The simmering confrontation between public sector workers and the New Labour government over pensions looks set to intensify in coming months.
Unison, the country’s largest union representing over a million public sector workers, has voted overwhelmingly to work with other unions in defending members’ pensions — using industrial action if necessary.
Dave Prentis, Unison’s general secretary, speaking at the union’s annual conference last week, called for “a coordinated fight across all public service unions” over pensions.
He added, “I repeat the promise I made to the government yesterday — we will take strike action across all sectors and with our sister unions to defend our pensions.”
The threat of a united strike in March by 1.25 million workers forced the government to back off from its pensions proposals.
Deputy prime minister John Prescott promised to revoke legislation that would have raised the pension age to 65 and slashed payments to workers in local government, the civil service and education.
Prentis assured delegates that he would hold the government to its word, saying, “If the regulations are not withdrawn, we will not negotiate—we will move to a ballot on strike action.”
Unison’s tough stance is mirrored by other public sector unions, such as the PCS civil service workers’ union.
At the PCS union conference last month, general secretary Mark Serwotka said, “We were right to engage the government and demand the right to retain the final salary pension scheme and the right to retire at 60 for those who wish to.”
He added that if the climbdown was just a ploy, then “the next time we will see five million public sector workers uniting together.”
The anger is also spreading to unions not directly affected by the government’s current plans.

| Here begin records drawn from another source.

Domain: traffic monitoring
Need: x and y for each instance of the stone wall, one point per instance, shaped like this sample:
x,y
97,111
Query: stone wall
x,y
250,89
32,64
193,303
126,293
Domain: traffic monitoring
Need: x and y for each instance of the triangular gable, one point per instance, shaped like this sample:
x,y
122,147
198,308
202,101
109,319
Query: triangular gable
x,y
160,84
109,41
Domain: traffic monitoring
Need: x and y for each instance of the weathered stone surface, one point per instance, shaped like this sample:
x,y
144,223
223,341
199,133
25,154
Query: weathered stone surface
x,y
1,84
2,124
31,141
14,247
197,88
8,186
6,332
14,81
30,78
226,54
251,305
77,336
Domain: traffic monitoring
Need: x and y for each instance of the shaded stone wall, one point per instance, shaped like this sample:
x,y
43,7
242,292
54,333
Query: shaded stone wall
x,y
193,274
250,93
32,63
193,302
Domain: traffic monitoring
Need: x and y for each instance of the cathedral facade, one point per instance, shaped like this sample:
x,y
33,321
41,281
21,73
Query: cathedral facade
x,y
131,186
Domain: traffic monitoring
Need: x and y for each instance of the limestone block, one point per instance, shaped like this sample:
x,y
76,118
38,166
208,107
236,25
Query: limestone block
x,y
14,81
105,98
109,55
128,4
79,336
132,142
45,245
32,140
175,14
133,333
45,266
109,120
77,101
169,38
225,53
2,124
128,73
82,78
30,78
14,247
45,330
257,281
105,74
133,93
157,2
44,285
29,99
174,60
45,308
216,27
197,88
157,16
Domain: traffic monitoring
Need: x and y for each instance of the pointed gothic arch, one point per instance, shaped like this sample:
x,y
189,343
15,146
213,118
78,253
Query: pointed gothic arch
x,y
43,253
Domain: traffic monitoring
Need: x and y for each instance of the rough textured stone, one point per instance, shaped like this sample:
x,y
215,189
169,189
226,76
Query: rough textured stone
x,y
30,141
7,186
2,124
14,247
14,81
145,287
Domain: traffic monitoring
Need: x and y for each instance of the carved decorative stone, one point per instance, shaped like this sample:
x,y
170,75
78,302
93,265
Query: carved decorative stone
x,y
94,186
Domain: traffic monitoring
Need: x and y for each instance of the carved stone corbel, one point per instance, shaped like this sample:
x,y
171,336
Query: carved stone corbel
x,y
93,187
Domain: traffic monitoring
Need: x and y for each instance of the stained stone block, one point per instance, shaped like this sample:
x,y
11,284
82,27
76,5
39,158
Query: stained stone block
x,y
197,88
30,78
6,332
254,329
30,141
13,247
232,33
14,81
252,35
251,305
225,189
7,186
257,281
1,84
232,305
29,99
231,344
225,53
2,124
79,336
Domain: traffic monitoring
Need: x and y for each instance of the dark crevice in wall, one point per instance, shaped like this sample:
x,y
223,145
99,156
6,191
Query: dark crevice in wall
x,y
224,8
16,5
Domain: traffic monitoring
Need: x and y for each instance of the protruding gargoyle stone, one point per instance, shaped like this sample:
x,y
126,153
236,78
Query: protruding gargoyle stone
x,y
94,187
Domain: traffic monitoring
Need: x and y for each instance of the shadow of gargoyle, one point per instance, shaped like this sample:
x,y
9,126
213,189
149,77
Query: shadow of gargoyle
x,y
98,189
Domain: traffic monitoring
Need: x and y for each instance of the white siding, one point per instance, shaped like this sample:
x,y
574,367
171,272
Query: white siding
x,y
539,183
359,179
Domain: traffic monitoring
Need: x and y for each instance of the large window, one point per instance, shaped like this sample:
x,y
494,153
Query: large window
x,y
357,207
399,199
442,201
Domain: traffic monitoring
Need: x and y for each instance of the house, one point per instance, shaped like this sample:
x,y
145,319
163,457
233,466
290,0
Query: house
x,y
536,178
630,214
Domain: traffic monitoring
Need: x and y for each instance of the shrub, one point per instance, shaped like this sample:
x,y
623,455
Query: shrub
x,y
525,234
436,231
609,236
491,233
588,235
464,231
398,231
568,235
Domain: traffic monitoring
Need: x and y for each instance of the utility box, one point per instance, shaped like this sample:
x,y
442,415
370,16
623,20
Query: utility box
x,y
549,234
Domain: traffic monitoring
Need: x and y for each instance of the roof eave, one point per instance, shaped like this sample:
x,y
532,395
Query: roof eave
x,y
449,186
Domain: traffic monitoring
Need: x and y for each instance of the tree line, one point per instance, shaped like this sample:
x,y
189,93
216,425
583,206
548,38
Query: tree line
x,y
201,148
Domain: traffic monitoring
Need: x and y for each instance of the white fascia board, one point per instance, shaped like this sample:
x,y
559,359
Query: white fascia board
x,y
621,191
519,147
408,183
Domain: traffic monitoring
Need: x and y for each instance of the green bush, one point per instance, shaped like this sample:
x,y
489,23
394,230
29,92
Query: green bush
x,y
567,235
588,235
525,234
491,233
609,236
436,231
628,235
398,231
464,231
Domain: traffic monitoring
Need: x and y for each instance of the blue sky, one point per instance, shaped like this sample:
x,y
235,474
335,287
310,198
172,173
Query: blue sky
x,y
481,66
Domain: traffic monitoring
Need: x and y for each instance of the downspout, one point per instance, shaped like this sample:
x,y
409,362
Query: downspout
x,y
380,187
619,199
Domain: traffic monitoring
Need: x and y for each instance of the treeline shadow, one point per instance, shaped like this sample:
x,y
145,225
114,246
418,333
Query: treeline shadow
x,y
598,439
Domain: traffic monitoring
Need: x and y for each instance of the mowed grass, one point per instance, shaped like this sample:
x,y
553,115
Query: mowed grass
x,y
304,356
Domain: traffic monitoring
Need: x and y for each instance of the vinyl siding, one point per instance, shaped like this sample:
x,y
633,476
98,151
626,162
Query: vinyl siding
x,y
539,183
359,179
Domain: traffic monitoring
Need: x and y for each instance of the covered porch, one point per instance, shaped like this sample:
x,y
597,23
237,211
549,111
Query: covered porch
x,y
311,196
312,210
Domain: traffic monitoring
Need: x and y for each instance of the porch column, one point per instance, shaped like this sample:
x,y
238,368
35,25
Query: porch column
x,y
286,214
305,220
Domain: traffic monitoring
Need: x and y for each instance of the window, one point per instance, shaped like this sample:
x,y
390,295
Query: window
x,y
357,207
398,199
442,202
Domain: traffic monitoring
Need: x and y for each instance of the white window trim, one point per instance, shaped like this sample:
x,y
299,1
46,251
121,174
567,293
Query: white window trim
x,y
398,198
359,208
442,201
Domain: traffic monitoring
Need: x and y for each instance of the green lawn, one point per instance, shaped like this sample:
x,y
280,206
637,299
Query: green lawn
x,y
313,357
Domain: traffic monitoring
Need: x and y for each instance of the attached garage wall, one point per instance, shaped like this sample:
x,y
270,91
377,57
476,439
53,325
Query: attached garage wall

The CWU communication workers’ union, which represents postal and telecoms staff, passed a motion on pensions at its annual conference last month denouncing the government’s attacks as “totally unacceptable”.
The motion added that “CWU members may well be next in line to be attacked by the government and our employers”, and pledged an immediate ballot for strike action should the government attempt to attack its members’ pension rights.
There is no doubt that these commitments from union leaders and conference motions reflect genuine anger over the government’s plans.
But there is some concern among activists over whether the union leaders’ actions will match up to their rhetoric. Defending pensions requires the willingness to call for and organise mass united strikes, coordinated across different unions.
Such action would inevitably amount to a serious political challenge by the labour movement to a Labour government.
It would stand as an example to other workers of what can be achieved, and could risk igniting their anger over a whole range of other issues.
That is why it is vital for rank and file trade union activists to develop links with each other on all levels and collectively exert pressure to keep their leaders in line.